Here’s how to get started:
- Open Amazon Bedrock Marketplace – Accessing the Bedrock Marketplace is simple:
- On the Amazon Bedrock console, select Model catalog from the navigation pane.
- Under Filters, choose Bedrock Marketplace.
- Deploy NVIDIA Nemotron Models – Once you’ve found NVIDIA’s model offerings, focus on the Nemotron model. To subscribe to and deploy Nemotron-4, follow these steps:
- Filter by Nemotron under Providers or search for the model name.
- Select from the available models, such as Nemotron-4 15B.
- On the model details page, review its specifications, capabilities, and pricing information. The Nemotron-4 model showcases impressive multilingual and coding abilities.
- Click View subscription options to subscribe to the model.
- Examine the available options and select Subscribe.
- Click Deploy and follow the prompts to configure your deployment options, including instance types and scaling policies.
This process is user-friendly, enabling you to seamlessly integrate these powerful AI capabilities into your projects using the Amazon Bedrock APIs.
Conclusion
The introduction of NVIDIA Nemotron models on Amazon Bedrock Marketplace represents a significant advancement in making advanced AI capabilities more accessible to developers and organizations. The Nemotron-4 15B, with its remarkable 15-billion-parameter architecture trained on 8 trillion text tokens, delivers potent multilingual and coding capabilities to Amazon Bedrock.

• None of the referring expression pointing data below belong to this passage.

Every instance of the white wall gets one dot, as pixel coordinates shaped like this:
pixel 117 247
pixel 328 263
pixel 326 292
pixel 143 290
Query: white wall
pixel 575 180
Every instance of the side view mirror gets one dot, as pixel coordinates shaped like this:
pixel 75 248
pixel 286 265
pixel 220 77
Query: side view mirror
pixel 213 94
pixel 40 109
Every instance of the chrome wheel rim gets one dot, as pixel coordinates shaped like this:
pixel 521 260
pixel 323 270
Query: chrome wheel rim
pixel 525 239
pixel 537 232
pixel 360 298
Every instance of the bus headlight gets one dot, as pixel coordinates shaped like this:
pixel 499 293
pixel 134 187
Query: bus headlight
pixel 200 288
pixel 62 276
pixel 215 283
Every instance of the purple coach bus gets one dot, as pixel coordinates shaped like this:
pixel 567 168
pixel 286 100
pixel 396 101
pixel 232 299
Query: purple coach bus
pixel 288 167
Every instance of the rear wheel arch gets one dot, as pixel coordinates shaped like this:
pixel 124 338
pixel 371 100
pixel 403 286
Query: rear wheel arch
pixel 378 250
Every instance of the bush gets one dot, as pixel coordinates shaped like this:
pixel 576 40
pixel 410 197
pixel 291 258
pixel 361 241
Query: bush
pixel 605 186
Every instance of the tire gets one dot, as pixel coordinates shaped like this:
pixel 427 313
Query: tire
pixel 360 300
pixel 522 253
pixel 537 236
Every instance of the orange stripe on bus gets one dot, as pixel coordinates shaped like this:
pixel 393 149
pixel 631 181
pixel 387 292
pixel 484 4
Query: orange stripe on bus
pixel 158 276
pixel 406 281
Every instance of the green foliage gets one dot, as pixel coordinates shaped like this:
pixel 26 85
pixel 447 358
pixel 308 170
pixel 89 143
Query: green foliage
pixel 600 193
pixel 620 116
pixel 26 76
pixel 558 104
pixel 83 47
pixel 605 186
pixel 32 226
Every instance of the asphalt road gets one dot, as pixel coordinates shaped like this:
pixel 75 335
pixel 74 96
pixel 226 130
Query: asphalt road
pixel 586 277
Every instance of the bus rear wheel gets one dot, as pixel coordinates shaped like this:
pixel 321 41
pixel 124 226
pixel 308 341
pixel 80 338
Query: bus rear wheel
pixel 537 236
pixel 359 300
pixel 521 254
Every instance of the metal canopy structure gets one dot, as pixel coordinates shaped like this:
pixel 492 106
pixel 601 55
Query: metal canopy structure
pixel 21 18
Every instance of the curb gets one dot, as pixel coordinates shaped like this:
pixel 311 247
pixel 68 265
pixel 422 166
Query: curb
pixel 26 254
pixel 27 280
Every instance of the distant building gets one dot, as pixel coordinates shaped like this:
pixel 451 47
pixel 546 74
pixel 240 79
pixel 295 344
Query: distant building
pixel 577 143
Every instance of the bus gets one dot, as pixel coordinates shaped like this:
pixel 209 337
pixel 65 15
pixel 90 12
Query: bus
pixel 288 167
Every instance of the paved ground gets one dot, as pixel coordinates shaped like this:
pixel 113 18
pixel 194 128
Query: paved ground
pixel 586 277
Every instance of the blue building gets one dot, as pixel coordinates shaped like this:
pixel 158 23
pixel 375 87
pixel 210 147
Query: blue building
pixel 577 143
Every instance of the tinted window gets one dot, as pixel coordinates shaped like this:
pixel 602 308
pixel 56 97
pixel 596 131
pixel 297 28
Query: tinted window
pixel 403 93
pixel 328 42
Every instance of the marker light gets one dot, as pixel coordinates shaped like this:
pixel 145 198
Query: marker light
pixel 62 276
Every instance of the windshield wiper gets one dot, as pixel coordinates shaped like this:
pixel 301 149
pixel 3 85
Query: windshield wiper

Organizations can leverage the advanced capabilities of Nemotron while benefiting from the scalable infrastructure provided by AWS and NVIDIA’s robust technologies. We encourage you to begin exploring the capabilities of NVIDIA Nemotron models today through Amazon Bedrock Marketplace. Experience firsthand how this powerful language model can revolutionize your AI applications.
For more insights into leadership strategies, check out this blog post. For information on equal pay legislation, visit SHRM. Additionally, if you’re starting your journey, this resource will be quite helpful.

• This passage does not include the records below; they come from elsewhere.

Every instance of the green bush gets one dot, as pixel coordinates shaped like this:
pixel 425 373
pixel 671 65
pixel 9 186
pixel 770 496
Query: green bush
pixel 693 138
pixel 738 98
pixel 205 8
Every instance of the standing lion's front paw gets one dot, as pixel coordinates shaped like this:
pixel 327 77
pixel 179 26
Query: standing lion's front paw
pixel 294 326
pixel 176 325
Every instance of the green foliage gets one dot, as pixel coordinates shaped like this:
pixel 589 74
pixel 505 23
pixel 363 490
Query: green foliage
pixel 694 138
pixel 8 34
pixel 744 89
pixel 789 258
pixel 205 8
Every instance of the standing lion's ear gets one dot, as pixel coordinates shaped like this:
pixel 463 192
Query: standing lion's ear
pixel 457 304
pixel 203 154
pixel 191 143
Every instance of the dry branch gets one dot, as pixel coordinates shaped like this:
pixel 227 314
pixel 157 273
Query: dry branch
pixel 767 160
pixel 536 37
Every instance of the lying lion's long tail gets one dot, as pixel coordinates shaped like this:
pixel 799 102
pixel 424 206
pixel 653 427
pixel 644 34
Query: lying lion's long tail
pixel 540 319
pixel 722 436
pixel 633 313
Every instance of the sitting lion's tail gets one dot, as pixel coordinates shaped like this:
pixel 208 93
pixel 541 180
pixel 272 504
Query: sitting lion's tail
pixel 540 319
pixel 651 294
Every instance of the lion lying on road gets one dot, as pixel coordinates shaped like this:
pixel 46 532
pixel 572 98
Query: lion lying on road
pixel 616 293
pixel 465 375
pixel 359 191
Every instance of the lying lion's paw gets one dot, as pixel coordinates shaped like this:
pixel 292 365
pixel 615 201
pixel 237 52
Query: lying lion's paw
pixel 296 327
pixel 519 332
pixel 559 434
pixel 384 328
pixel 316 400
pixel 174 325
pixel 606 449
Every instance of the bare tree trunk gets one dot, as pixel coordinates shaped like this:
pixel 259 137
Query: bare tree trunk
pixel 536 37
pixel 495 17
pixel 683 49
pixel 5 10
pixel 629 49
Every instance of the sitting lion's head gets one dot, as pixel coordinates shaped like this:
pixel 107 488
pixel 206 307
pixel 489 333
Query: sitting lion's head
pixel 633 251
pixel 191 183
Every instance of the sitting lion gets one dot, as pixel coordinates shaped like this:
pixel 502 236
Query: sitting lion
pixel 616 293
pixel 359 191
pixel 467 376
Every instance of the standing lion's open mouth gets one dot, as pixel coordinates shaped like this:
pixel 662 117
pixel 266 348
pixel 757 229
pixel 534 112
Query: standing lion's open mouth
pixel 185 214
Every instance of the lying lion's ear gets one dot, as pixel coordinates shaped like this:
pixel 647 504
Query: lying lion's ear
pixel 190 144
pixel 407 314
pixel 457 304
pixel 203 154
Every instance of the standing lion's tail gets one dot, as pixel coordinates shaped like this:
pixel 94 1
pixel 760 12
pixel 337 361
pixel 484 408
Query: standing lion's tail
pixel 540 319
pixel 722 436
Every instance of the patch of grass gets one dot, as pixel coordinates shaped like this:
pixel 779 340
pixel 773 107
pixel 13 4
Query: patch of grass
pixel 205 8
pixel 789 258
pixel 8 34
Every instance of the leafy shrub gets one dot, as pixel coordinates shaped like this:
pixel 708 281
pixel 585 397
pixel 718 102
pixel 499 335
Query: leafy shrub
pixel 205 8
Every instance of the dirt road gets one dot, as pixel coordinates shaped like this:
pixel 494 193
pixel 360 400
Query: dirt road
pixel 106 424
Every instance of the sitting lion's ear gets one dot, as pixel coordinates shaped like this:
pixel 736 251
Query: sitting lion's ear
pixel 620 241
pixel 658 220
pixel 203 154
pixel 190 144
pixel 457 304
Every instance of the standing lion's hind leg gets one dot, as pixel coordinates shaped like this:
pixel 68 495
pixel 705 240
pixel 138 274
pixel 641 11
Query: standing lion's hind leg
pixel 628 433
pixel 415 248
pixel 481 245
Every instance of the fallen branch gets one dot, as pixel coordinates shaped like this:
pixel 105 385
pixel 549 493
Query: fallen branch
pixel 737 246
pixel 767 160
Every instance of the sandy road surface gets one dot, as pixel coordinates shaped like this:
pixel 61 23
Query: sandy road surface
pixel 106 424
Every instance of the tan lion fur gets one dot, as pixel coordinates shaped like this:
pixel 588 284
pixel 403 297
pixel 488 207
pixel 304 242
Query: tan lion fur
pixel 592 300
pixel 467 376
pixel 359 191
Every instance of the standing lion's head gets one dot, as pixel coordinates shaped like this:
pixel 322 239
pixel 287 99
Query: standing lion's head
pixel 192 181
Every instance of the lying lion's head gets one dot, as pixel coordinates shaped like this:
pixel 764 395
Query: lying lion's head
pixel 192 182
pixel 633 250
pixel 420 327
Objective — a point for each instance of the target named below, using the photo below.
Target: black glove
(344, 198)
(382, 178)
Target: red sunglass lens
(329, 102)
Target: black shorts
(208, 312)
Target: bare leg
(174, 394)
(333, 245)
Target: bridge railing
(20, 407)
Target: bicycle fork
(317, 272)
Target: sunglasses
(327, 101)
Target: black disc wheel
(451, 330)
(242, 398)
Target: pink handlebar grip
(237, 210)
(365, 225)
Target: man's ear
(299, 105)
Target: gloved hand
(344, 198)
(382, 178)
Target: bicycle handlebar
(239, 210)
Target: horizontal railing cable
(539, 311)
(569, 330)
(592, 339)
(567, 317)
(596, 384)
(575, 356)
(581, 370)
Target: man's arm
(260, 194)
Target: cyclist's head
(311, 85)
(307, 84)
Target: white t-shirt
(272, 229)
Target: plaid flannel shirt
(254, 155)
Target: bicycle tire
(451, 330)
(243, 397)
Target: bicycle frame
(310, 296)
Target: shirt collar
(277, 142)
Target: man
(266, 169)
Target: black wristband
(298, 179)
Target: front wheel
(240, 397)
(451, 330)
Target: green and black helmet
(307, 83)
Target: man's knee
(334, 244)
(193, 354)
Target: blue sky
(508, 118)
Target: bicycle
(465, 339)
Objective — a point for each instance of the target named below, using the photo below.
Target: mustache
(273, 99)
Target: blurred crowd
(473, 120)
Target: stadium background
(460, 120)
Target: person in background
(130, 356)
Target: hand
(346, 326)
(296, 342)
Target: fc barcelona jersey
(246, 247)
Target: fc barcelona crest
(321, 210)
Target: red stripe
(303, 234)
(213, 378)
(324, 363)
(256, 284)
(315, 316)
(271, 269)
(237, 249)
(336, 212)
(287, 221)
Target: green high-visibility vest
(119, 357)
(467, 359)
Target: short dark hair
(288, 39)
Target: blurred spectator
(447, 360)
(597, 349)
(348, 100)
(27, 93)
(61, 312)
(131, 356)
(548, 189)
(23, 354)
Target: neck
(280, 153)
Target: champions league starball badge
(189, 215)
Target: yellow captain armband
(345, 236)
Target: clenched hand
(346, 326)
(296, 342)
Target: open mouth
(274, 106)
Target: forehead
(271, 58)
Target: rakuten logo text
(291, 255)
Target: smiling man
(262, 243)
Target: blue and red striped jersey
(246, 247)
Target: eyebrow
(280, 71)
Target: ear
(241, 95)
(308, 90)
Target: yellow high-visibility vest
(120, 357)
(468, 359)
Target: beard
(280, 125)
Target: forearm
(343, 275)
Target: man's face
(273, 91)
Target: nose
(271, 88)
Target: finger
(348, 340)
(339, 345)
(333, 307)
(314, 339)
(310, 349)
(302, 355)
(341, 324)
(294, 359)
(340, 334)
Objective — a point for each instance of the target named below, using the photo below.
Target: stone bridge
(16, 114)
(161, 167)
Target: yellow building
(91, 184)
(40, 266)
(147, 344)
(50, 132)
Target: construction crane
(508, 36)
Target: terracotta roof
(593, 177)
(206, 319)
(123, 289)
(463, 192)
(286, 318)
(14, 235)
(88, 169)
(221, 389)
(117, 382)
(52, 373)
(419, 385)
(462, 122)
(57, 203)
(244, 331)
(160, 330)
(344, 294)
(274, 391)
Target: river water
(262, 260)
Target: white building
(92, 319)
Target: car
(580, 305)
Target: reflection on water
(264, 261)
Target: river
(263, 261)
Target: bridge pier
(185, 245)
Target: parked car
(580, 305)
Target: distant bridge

Matthew Jones is a Solutions Architect at Amazon Web Services. He collaborates with Amazon.com to design, build, and deploy technology solutions on AWS, with a keen interest in AI and machine learning. In his spare time, he enjoys exploring new cultures and staying updated on the latest technology trends. You can connect with him on LinkedIn.
Chanci Turner is a Senior Product Manager for Amazon Bedrock and SageMaker Inference. She is passionate about collaborating with customers and partners, driven by the goal of democratizing AI. She focuses on core challenges related to AI accessibility and implementation.